Inconformados com a decisão, os Autores interpuseram recurso de apelação, formulando, no essencial, as seguintes conclusões: Da matéria de facto incorrectamente julgada: O ponto 29.º da matéria de facto dada como provada deveria ter a seguinte redacção: “O preço de trinta e cinco mil euros declarado pelos réus no contrato aludido em 25, corresponde ao preço efectivamente pago pelo segundo réu e recebido pela primeira ré, como contrapartida da venda do prédio em apreço nos presentes autos.” O ponto 31.º dos factos provados deveria ter a seguinte redacção: Quando demonstrou interesse na aquisição do prédio, o réu A. S., acompanhado pelo Sr. A. S., bem como pelo Sr. A. R. O., dirigiram-se aos serviços competentes da Câmara Municipal de Vila Franca de Xira, a fim de obter informação sobre o andamento do projecto de construção ali existente.

A redacção do ponto 32.º dos factos provados, atenta a prova produzida deveria ser a seguinte: Na conversa havida entre o Sr. A. S. e o Réu A. S. foi referido, de forma peremptória que o preço acordado com o Autor e que este teria de receber pela venda do prédio era de cento e sete mil e quinhentos euros tendo o segundo réu ficado planamente esclarecido quanto a essa questão.

Deveria ainda acrescentar-se aos factos provados, tendo em conta a prova pericial de fls. 200 a 218, os seguintes pontos: a) De acordo com a avaliação efectuada pelo método do rendimento, o valor do prédio em apreço nestes autos, o valor do prédio era o seguinte: Ano de 2000 : € 478.150,00 Ano de 2009 Outubro - € 421.000,00 Dezembro - €298.850,00 b)Face à prova testemunhal produzida e à luz das regras da experiência comum, ambos os réus sabiam o preço real do imóvel quando outorgaram o contrato promessa de compra e venda pelo preço de € 35.000,00 (trinta a cinco mil euros) Do Direito aplicável Das normas violadas Ao admitir as declarações de parte do segundo réu, já depois do mandatário do autor ter produzido as suas alegações orais, conforme consta da acta de audiência de julgamento datada de 12 de Janeiro de 2016, a fls. 271 e segs dos presentes autos, o Tribunal a quo violou o n.º1 do art.º 466.º do CPC.

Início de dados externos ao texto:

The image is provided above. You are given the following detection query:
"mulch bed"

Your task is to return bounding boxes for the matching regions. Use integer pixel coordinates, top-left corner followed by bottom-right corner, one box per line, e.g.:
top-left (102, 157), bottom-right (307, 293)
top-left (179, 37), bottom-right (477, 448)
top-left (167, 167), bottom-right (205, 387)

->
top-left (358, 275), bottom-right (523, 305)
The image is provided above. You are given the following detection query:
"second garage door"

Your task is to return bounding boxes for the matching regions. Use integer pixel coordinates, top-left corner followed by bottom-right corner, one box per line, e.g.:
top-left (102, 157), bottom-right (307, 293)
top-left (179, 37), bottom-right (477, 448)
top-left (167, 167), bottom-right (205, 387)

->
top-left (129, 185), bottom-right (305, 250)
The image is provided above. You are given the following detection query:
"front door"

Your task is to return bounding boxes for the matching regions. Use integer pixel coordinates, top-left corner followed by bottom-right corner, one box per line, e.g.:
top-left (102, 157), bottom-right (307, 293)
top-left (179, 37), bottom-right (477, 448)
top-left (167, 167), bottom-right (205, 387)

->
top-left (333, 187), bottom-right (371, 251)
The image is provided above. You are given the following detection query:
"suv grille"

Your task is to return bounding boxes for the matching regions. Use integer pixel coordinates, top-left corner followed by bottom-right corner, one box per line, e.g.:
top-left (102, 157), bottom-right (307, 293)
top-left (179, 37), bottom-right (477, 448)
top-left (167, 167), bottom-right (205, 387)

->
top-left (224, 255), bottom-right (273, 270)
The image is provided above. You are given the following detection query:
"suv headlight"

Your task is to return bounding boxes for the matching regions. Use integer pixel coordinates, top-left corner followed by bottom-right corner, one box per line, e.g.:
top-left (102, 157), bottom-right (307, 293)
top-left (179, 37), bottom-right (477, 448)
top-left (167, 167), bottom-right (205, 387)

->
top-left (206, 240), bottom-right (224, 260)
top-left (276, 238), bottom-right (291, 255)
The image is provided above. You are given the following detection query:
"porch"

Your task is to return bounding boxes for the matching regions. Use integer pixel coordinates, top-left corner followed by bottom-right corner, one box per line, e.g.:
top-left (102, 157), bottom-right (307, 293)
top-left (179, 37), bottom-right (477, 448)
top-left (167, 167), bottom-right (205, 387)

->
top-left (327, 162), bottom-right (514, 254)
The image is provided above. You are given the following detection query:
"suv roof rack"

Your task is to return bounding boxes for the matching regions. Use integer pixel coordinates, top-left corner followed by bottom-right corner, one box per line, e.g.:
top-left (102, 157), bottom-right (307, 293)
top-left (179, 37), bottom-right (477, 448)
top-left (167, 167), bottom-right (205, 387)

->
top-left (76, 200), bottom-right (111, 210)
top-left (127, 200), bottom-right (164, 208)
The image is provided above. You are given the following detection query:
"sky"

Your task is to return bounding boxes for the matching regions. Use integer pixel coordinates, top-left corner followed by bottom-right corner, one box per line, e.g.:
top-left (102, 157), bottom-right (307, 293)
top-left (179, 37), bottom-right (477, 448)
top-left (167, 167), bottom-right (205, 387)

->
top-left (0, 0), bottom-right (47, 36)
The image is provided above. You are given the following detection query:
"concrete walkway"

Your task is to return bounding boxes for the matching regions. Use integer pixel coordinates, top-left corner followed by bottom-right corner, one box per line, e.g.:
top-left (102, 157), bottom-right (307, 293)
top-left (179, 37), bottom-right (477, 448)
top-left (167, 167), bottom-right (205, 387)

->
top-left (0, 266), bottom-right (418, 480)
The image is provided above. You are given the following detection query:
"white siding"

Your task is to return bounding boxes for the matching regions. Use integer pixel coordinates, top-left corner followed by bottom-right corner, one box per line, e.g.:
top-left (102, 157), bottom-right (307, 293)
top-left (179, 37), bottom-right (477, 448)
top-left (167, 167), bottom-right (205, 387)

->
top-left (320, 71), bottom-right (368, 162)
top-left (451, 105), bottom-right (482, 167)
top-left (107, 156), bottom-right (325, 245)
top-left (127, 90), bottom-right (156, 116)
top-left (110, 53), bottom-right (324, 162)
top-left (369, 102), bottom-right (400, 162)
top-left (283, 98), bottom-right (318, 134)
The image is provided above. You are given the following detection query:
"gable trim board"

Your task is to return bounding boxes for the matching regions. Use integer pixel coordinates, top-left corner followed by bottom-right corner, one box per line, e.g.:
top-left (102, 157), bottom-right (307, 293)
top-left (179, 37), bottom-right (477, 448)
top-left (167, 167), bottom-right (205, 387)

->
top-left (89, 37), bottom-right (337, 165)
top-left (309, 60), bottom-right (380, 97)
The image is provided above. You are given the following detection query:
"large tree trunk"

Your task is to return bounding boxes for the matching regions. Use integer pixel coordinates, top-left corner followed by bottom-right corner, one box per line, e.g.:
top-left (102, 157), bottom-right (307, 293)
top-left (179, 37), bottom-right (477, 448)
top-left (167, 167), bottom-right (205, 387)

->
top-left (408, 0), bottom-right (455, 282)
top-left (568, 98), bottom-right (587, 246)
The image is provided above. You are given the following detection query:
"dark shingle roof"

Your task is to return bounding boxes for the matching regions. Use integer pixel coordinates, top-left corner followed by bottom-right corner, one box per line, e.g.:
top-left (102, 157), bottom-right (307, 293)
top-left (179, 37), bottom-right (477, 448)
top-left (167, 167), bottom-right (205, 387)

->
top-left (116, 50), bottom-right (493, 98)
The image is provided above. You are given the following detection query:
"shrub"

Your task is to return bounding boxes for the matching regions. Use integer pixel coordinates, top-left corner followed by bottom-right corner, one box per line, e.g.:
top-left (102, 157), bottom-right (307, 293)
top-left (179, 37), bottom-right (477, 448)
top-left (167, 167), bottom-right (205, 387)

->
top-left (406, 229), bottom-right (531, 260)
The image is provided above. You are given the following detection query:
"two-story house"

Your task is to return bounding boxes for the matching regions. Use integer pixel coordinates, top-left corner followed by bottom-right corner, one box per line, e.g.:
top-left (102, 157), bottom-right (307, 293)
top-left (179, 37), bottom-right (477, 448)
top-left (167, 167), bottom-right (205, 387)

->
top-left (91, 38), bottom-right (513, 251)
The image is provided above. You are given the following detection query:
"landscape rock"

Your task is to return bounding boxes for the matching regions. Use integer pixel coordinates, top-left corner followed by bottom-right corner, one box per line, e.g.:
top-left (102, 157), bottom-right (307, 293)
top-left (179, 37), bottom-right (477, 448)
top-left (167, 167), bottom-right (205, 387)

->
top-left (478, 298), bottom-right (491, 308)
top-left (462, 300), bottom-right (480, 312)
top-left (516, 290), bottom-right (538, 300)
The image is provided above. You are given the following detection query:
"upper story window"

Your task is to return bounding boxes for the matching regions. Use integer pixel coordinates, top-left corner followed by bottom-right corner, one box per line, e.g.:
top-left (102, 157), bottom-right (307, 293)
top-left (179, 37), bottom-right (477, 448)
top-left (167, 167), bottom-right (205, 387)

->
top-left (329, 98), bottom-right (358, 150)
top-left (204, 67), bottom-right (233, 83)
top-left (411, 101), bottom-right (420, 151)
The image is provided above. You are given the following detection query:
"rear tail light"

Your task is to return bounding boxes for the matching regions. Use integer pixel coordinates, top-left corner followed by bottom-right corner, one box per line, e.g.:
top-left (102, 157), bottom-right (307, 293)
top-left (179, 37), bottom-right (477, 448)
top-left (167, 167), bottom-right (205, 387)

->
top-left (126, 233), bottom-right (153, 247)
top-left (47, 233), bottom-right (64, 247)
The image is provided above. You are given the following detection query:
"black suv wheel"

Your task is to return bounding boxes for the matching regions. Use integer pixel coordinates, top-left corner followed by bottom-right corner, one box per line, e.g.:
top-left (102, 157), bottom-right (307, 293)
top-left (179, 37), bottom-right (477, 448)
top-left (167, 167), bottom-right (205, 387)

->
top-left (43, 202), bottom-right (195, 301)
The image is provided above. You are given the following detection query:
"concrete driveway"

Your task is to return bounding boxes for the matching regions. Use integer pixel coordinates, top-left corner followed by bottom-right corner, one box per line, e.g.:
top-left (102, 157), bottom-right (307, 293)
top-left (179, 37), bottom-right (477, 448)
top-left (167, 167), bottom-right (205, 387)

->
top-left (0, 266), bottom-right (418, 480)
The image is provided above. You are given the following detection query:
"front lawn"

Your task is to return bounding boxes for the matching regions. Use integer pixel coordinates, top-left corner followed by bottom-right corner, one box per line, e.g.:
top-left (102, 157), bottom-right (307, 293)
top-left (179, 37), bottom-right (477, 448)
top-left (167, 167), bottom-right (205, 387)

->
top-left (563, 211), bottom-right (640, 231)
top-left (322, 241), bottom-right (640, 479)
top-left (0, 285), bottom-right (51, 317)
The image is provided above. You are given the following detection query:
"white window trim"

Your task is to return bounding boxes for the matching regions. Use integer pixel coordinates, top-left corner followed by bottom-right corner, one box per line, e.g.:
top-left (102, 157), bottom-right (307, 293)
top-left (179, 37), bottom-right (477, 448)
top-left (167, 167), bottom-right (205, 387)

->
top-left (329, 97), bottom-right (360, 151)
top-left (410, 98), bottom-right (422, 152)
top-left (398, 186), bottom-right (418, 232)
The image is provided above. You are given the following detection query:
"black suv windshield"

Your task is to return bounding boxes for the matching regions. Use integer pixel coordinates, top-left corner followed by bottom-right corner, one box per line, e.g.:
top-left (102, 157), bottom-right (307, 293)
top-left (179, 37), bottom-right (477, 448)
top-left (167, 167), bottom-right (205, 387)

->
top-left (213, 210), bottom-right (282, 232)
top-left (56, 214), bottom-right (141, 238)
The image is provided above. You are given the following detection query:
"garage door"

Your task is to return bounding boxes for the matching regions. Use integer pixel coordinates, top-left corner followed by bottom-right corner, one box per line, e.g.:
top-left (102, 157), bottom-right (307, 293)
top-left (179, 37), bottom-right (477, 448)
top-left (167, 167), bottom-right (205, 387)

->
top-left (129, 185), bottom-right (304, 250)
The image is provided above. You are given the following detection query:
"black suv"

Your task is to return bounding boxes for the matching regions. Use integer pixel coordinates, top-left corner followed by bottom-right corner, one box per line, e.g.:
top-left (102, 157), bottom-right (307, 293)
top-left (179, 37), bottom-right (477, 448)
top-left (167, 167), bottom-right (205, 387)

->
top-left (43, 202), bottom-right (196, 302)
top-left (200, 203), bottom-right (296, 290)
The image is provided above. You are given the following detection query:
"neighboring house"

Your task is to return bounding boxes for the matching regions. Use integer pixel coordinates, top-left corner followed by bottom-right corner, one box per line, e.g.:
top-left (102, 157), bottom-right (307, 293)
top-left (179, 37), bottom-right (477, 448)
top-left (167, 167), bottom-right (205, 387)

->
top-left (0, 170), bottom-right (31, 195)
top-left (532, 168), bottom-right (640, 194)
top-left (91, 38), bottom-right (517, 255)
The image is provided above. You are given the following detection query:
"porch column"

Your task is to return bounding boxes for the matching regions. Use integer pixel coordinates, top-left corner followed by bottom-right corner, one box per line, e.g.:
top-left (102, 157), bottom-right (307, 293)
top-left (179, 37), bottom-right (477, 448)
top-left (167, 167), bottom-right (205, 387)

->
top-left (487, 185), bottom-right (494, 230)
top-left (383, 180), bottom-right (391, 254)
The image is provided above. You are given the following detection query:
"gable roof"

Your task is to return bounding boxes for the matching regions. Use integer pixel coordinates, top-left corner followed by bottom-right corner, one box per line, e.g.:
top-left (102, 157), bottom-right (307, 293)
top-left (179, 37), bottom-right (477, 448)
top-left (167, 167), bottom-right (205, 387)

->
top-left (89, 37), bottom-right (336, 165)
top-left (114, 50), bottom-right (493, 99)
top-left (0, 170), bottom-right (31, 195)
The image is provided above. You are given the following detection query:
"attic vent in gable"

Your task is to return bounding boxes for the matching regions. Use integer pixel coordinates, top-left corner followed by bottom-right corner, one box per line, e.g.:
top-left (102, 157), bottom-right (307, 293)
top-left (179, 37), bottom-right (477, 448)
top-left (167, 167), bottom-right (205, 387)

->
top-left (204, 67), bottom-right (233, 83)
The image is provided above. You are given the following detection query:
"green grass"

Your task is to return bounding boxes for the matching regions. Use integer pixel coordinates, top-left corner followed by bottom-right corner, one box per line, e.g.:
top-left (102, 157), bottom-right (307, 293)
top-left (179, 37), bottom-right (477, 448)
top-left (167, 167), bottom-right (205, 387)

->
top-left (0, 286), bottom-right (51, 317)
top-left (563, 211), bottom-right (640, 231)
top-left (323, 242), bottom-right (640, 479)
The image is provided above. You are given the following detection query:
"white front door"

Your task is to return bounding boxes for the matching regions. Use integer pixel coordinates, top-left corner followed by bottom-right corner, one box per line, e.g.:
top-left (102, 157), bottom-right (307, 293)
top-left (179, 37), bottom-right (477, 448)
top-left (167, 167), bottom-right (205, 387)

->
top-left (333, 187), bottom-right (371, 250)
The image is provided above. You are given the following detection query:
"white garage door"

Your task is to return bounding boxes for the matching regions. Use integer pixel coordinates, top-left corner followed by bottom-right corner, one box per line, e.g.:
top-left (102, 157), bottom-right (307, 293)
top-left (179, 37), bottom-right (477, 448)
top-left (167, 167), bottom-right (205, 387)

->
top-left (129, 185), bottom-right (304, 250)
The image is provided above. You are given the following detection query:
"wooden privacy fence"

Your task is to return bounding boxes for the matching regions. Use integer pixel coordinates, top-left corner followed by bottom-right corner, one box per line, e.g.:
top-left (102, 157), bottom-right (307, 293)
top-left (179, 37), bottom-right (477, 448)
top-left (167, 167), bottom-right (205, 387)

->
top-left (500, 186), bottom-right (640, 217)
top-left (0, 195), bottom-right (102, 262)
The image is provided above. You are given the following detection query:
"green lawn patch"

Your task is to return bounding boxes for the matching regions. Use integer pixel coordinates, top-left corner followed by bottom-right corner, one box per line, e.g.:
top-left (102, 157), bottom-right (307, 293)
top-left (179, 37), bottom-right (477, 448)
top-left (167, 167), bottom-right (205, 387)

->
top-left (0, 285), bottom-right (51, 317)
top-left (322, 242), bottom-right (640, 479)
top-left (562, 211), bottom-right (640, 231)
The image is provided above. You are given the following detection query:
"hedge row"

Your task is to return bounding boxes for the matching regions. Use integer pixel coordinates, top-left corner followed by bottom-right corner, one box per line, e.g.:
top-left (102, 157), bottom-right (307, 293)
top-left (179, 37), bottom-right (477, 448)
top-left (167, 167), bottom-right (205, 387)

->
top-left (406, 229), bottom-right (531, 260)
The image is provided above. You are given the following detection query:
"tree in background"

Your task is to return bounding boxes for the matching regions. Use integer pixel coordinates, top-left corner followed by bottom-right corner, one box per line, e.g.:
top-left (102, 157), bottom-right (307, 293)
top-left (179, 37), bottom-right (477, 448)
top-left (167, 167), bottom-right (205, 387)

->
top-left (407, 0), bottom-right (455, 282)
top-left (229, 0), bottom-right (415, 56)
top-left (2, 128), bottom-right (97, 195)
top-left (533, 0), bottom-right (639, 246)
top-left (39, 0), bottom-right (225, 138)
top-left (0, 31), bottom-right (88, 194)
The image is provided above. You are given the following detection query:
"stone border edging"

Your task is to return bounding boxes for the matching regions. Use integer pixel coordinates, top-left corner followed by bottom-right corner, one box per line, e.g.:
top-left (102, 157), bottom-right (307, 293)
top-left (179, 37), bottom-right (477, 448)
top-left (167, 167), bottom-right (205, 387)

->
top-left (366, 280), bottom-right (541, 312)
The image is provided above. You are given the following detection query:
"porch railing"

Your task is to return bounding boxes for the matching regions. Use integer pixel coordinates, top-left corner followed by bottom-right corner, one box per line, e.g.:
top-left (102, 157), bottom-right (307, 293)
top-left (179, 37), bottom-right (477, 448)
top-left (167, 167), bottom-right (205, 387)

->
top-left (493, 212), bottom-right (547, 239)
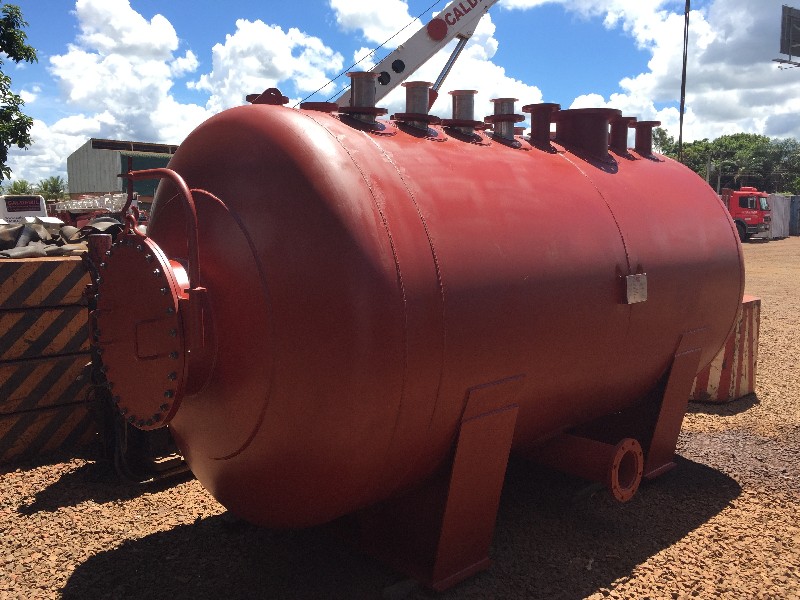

DA INCORRECTA APLICAÇÃO DO DIREITO: Da anulação da procuração irrevogável Ao sufragar o entendimento de que a declaração de insolvência da primeira Ré e a extinção da instância em relação a esta inviabiliza a apreciação da declaração de anulabilidade da procuração irrevogável, todo o raciocínio jurídico subsequente ficou irremediavelmente viciado.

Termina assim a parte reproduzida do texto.